On the face of it, Analytics and Law are manifestly divergent fields of practice. One need only consider the nature of Algorithms that require numerical attributes for their calculations and the textual rigidity of substantive law to realize this. The very first obstacle one will encounter in applying Analytics to Law is the absence of calculable numerical variables in raw legal data. No judicial precedent, statute or common law principle has ever been reduced to a mathematically sound numerical expression; raw legal data is simply not Analytics-receptive.
There are however some methods of mining raw legal data, like powerful Text Analytics that make it possible to build reasonably accurate classification, sentiment analysis and many other models. There are also methods like Discretization (e.g. Nominal to Numerical) in Neural Networks for example that try and facilitate this kind of machine learning. There are a few more techniques that are available but in my humble opinion not worth mentioning, precisely because the results that they yield in their application to raw legal data are catastrophic.
Law is incredibly nuanced and has with it intricacies peculiar to it alone, you need to be able to factor in those intricacies as mathematically adept numericals to assist accurate machine learning. To simply apply text analytics alone or simplistic variations of machine learning is overly facile.

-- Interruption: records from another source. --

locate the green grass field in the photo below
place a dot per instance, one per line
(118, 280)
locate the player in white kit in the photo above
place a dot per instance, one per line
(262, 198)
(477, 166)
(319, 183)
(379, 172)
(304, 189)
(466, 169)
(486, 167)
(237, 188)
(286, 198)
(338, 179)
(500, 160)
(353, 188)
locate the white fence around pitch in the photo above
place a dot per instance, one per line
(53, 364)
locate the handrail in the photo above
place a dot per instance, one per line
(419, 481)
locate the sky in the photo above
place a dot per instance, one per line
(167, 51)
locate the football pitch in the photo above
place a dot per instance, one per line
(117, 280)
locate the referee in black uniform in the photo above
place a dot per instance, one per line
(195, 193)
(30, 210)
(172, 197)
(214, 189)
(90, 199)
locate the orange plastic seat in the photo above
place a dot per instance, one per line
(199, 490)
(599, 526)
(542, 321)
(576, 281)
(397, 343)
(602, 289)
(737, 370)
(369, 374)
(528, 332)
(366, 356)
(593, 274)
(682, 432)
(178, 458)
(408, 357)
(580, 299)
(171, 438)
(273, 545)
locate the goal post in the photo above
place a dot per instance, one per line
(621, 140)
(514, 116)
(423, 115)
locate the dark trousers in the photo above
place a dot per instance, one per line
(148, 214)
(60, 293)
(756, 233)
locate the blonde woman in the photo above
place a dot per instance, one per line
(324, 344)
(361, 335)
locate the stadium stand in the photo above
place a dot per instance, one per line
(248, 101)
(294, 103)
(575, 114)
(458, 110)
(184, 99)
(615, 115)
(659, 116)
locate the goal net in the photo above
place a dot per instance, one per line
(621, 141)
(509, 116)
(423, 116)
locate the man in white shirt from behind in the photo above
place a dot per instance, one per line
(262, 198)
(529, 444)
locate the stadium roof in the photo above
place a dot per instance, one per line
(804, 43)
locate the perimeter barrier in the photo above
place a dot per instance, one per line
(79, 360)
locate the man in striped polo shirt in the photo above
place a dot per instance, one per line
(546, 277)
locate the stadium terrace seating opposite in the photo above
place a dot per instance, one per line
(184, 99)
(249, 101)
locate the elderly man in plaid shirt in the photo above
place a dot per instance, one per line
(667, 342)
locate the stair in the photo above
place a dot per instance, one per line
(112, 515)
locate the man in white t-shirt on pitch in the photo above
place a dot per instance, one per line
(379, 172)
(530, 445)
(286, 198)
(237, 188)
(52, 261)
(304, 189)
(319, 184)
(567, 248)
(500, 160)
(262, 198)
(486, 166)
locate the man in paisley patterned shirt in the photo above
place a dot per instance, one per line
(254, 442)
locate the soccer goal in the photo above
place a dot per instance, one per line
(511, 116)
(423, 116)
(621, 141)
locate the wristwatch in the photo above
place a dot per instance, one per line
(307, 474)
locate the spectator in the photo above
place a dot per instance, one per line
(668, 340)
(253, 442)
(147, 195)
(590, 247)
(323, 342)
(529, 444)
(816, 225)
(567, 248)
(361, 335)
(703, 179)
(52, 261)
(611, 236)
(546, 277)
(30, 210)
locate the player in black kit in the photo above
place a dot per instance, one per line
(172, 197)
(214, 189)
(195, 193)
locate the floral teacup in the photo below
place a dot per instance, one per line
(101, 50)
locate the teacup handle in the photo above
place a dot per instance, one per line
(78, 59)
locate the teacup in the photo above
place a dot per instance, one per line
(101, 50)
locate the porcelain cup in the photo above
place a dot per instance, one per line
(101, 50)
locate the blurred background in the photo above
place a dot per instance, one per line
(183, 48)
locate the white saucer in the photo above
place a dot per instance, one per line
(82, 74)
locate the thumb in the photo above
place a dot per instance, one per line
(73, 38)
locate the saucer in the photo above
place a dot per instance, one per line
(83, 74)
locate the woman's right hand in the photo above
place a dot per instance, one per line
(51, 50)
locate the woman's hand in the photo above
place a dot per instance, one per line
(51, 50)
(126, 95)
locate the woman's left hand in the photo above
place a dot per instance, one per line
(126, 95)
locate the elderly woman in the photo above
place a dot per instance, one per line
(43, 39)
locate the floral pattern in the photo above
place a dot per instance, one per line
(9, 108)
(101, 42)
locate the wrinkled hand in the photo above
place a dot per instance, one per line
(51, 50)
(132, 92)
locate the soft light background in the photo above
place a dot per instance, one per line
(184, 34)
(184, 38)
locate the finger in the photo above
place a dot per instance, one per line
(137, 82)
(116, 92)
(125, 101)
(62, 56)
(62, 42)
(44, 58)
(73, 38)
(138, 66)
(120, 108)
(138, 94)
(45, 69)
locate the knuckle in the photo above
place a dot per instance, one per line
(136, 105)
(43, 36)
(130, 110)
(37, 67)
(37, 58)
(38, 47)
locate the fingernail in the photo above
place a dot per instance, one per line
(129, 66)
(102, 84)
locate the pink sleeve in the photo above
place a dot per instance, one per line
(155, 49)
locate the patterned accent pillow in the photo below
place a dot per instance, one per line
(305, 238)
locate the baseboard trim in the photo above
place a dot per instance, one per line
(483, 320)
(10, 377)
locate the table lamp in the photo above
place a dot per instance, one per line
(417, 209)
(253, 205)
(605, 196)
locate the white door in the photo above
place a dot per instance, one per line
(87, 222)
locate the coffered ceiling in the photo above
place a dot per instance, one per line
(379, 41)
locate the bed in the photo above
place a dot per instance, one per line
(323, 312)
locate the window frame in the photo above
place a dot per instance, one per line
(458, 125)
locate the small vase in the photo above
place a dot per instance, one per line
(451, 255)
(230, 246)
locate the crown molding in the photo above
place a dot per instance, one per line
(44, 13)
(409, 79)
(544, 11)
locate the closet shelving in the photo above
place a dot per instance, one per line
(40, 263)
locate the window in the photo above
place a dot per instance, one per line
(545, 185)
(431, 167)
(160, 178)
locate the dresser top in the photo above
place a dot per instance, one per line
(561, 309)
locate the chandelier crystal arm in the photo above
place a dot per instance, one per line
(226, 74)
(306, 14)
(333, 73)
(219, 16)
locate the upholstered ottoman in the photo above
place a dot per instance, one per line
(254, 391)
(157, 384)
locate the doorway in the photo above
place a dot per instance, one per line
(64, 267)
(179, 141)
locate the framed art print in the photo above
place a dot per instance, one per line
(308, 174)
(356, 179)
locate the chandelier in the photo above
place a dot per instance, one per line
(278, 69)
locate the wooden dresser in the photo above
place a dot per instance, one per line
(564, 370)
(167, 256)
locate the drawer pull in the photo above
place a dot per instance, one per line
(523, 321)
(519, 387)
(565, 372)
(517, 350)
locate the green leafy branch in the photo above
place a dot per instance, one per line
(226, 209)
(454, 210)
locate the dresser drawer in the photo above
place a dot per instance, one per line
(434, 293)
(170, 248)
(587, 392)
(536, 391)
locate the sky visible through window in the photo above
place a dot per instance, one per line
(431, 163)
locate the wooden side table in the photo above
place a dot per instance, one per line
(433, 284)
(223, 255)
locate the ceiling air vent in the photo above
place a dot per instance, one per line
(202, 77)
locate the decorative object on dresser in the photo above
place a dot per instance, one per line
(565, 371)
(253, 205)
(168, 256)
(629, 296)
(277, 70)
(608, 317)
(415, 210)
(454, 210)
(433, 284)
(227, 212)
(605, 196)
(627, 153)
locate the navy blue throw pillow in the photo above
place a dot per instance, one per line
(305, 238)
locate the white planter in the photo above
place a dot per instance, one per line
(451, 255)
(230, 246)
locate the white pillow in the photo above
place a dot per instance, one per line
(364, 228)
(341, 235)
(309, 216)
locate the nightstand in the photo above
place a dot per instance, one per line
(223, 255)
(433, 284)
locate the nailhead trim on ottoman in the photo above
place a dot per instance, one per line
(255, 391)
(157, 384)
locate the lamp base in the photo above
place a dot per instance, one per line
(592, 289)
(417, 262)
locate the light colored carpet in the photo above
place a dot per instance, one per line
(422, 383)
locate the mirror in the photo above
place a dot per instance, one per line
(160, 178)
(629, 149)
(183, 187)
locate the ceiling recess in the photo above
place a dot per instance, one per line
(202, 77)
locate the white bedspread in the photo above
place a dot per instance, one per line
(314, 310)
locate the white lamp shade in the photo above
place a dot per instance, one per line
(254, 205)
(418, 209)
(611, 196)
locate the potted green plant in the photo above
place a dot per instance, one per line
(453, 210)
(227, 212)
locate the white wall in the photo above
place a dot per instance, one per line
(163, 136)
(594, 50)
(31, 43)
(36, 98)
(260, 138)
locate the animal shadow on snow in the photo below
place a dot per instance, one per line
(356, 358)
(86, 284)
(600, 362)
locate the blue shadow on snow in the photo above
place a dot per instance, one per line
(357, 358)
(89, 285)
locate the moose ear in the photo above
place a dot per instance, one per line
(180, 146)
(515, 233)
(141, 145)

We have seen the use of purely aesthetic numerals as legal data sets for Algorithmic processes. By aesthetic I mean a completely superficial value, say 78, to denote something like contractual breach in a predictive model. The results were a statistical calamity to say the least; it had solved the numerical anomaly at a surface level, but not at a completely authentic one. With this sort of weighting, something like contractual breach is simply expressed as “x”, however “x” has to have a legitimate value in that it has to be calculable mathematically and you have to be able to solve for it. Therefore other variables have to be factored into a calculation that ultimately has breach or “x” as a result. This sort of superficial weighting does not do that.This kind of representative weighting has an adverse effect on the statistical integrity of the algorithm and\or machine learner. Legal data architecture necessitates a collaborative approach between this sort of representative weighting and actual math-based weighting.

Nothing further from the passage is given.